COLD SPRING HARBOR, NY (GenomeWeb) – Johns Hopkins University's Alexis Battle has developed a model that draws on both whole-genome sequencing and RNA-sequencing data to identify and prioritize rare non-coding variants that likely have functional effects.
Battle and her team turned to data from the Genotype-Tissue Expression (GTEx) Project to search for cellular-level disruptions that might indicate regulatory variation, as she told the audience Wednesday at the Biology of Genomes meeting here. In particular, they focused on instances of extreme changes in gene expression to home in on the effects of regulatory variation.
Despite their abundance and importance, predicting the impact of non-coding variants is still a challenge, Battle said. "It's still a really hard problem," she added.
The GTEx cohort Battle drew upon includes whole-genome sequencing data from nearly 150 donors as well as RNA-seq data from 54 tissues from some 520 donors. She noted, though, that while the sample set included multiple tissue samples per person, not all 54 tissue types were available for each donor.
From this, they searched for transcriptional outliers. The availability of data from multiple tissues enabled them to be more confident that they had indeed uncovered extreme expression outliers, she noted. Related tissues, such as ones all derived from the brain or all from the digestive system, shared a number of such outliers.
But the question, she said, is whether that is driven by genetic variation.
Individuals with rare variants were enriched for outlier gene expression, she said, especially at genes located within some 10 kilobases of the variant. SNVs, indels, and structural variants also exhibited strong enrichment for genes with rare variants. The researchers also noted enrichment at transcription start and splice sites.
This enrichment effect became stronger when the researchers were even more stringent about what they called an outlier.
Battle noted that rare variants are more enriched in lower expression outliers, as opposed to higher expression outliers. She suggested that could be because it is easier to disrupt a gene than to induce its overexpression.
She and her team also developed a probabilistic model that incorporates both whole-genome sequencing data and RNA-seq data from the same person to sniff out likely functional rare regulatory variants. This integrated model prioritizes variants that are supported by both expression and genomic features. It doesn't rely on labeled variants or training, she noted.

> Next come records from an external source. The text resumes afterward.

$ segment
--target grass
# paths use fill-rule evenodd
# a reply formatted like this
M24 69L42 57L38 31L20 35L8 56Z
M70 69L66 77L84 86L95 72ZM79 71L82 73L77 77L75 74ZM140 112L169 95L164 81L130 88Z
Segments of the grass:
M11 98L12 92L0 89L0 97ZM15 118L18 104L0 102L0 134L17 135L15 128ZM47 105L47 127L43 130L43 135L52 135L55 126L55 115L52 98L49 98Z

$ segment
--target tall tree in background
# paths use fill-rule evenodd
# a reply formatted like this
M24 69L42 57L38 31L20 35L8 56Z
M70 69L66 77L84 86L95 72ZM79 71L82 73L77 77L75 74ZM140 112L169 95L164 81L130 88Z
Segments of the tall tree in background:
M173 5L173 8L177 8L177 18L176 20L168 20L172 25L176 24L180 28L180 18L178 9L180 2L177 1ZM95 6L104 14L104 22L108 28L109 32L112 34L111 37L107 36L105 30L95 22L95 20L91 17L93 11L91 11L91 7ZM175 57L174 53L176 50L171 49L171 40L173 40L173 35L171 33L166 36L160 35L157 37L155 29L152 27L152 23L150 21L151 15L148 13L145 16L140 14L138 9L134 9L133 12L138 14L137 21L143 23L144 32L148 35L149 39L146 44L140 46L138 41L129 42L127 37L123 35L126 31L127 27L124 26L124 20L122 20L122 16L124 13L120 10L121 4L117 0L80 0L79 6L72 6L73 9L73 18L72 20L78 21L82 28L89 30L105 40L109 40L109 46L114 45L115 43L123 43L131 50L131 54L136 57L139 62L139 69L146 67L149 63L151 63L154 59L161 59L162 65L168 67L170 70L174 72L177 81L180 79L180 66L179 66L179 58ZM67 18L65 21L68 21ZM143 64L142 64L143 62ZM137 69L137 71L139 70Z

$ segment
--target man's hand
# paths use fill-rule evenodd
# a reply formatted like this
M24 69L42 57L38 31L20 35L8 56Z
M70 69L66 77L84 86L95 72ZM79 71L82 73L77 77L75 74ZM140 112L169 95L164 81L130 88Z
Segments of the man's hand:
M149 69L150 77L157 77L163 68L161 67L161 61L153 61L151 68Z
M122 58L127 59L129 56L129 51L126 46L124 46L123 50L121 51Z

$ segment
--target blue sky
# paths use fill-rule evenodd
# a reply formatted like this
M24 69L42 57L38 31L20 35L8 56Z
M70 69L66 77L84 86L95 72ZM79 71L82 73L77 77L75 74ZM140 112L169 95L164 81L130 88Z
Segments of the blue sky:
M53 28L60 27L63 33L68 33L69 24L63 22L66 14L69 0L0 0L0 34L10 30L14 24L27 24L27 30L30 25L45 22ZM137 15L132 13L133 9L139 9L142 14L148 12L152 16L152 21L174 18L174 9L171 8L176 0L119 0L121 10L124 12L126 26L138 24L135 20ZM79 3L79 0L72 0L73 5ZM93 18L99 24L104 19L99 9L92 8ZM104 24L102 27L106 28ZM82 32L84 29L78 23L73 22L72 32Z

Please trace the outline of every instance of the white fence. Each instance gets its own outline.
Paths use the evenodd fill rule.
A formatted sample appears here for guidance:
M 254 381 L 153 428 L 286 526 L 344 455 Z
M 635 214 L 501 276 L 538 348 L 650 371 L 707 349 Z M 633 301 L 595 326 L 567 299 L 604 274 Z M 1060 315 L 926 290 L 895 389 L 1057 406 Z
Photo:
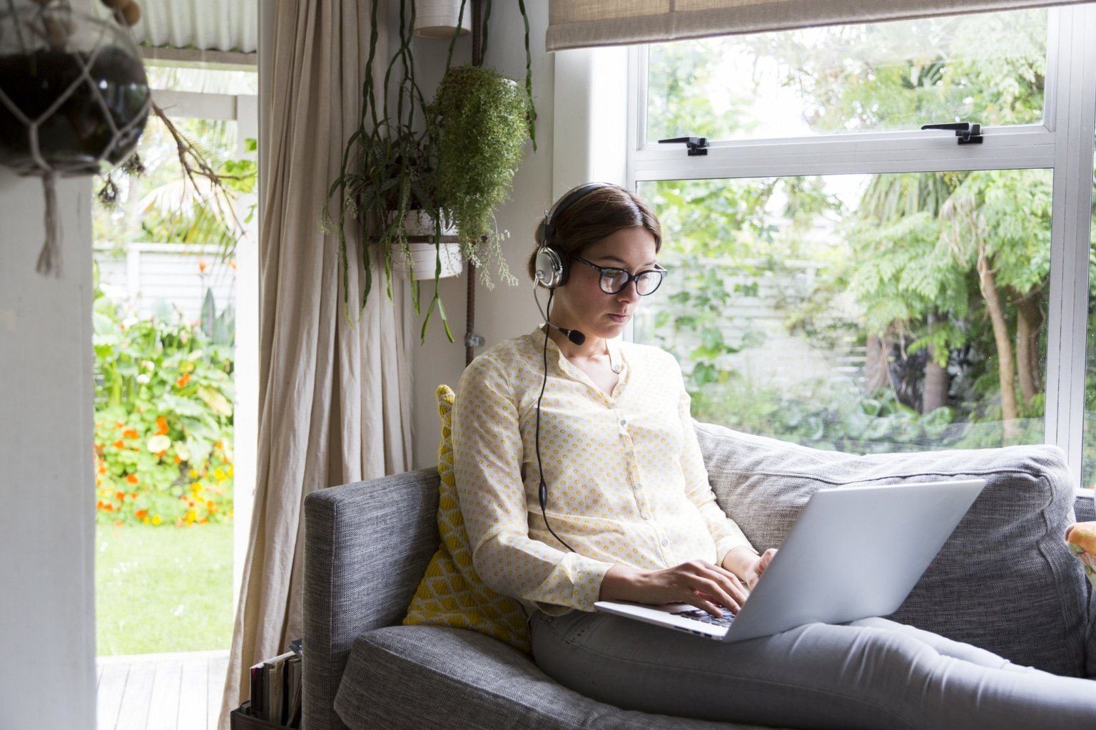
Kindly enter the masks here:
M 149 316 L 162 302 L 196 320 L 206 289 L 213 290 L 218 314 L 236 301 L 235 264 L 221 260 L 216 246 L 132 243 L 123 256 L 96 247 L 95 262 L 103 292 L 130 305 L 139 317 Z

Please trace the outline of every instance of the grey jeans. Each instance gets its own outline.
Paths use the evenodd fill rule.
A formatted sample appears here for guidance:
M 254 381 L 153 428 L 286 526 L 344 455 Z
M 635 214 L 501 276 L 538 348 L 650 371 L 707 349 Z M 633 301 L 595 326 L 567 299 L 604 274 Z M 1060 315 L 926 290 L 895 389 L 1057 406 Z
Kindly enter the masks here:
M 529 626 L 546 674 L 625 709 L 841 730 L 1096 727 L 1096 682 L 884 618 L 731 644 L 581 611 Z

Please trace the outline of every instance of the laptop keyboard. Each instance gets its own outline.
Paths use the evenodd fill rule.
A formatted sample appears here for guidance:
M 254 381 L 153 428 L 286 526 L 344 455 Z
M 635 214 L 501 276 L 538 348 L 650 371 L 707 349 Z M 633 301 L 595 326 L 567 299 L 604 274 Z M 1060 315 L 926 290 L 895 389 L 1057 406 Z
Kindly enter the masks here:
M 688 609 L 686 611 L 675 611 L 675 616 L 682 616 L 684 618 L 692 618 L 694 621 L 704 622 L 705 624 L 711 624 L 713 626 L 722 626 L 724 628 L 731 625 L 734 621 L 734 614 L 730 611 L 724 611 L 722 616 L 712 616 L 707 611 L 700 611 L 699 609 Z

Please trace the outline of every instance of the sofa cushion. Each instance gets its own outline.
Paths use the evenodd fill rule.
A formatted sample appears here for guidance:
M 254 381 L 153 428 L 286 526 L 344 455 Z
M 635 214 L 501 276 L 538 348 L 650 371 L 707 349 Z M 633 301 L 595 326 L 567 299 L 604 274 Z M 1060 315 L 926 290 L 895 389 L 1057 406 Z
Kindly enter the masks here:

The researchers evaluated the accuracy of the approach by examining variants that were only found in two people from the cohort. One person was deemed the observer and the other as the labeled variant so that whole-genome sequencing and expression data in the first person could be evaluated against that in the second.
The integrated model gives a large and significant boost performance over a genome-only model, Battle said. "It's doing what you might do by hand on your own, but doing it in a probabilistic framework," she added.